Unless I am misunderstanding the whole purpose of this, I don't really get it then. Because if you are saying you are preventing anonymous users from viewing it or having those without the appropriate access from viewing it, than the first user account, and in the case with some two sites is the only account, should be able to view it. But that isn't the case, I still can't view it with the 1.x-dev versions regardless if I am anonymous or not. Am I missing something from this whole module?

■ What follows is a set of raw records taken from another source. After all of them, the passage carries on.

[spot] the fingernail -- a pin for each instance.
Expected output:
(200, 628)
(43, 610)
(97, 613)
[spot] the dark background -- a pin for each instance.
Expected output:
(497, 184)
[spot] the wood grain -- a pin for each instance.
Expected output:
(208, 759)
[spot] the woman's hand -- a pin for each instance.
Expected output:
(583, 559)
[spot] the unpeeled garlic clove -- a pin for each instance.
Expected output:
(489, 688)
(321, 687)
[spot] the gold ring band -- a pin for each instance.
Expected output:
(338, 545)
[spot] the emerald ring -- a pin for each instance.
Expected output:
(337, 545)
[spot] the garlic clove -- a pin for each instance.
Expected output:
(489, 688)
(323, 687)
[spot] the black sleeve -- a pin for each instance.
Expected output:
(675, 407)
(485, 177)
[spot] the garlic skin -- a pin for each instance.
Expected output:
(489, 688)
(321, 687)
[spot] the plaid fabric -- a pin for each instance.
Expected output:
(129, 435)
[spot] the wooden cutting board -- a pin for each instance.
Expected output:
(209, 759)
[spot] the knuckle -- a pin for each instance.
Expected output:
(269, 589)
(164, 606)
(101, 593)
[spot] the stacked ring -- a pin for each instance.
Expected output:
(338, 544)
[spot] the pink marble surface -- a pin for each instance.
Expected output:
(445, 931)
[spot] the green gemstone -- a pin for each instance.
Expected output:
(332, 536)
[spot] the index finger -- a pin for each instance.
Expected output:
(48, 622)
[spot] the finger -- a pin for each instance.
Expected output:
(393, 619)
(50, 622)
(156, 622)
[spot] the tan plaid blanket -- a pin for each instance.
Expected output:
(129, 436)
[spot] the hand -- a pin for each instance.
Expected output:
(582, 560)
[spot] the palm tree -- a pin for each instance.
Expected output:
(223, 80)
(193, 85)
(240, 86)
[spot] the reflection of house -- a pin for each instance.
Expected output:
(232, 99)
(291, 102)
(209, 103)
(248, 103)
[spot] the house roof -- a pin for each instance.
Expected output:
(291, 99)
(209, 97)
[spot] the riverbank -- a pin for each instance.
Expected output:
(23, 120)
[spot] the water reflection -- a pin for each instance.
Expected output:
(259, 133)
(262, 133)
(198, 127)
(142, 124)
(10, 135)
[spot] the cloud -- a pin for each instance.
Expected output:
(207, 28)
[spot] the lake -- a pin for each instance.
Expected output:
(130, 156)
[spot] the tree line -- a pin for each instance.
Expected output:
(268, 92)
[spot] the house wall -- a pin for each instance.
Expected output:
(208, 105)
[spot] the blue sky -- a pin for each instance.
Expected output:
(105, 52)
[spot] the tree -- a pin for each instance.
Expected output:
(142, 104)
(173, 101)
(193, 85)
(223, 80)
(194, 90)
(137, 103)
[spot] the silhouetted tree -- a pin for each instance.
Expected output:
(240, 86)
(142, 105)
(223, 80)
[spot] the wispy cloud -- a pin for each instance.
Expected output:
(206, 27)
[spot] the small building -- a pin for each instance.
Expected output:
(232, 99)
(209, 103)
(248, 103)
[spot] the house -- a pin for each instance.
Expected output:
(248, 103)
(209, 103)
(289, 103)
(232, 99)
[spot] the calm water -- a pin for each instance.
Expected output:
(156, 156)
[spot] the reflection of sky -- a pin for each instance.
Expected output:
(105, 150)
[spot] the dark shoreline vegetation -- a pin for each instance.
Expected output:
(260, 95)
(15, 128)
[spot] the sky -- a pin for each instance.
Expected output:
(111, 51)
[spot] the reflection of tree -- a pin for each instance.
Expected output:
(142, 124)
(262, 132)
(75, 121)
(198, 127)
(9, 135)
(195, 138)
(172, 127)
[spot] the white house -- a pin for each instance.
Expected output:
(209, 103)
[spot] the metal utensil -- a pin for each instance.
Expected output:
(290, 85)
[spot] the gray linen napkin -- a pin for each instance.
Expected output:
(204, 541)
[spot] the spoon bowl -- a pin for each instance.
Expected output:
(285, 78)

So now I have two sites that run the 0.x-dev version where I was anticipating to run the latest, but now I will be making the third site run the 0.x-dev version as well so that google webmaster tools sitemap can access the sitemap that I have told their site to look at. For example, you can look at what I am referring to, www.bsarc.us/sitemap.xml but if I have 1.x I can't in regards to www.kingsavionics.net/sitemap.xml for example for now until I change it or get the right help.

Anonymous’s picture

Status: Active » Closed (works as designed)

It is the purpose of allowing only anonymous users to populate the sitemap.xml database with the links that only anonymous users can see. Otherwise the anonymous users will see a bunch of broken links and Google will raise an error for the sitemap.xml file.

I.E.: If I access the sitemap.xml as UID 1 then the sitemap.xml will contain links that the anonymous user cannot see and that is not desirable. The visit to the page is when the data is populated to the files.

the1who’s picture

So if you can help me, should I update and after updating, log out and see if I can see the sitemap then? I was getting sitemap errors from google and that is why I reverted my versions.

Anonymous’s picture

@the1who: see #379854-128: The site map is not being populated.

The D6 module is a work in progress, errors should be expected. You are warned about using the module in a production site because it isn't quite ready. However, I am using a 6.x-dev version in one of my production sites; yes I see warnings from Google about unavailable links.

musashi39’s picture

Thanks! I was going crazy trying to figure out what was wrong. It all makes sense now.

the1who’s picture

@earnie

Thanks for the information. Looking forward to progress.

webalchemist’s picture

Has there been any progress in this? I am using xml sitemap and trying to get my sitemap to submit through google webmaster tools, but it keeps getting rejected.

What can I do to resolve this? Any ideas?

dave reid’s picture

@webalchemist: It works fine if you're using the latest official releases. File a new issue if you're still having problems instead of posting to an old issue.

avpaderno’s picture

The report, which is old, is then marked as by design; I would not expect any progress, in this case.
As Dave already said, if you are still having problems, fill a new report.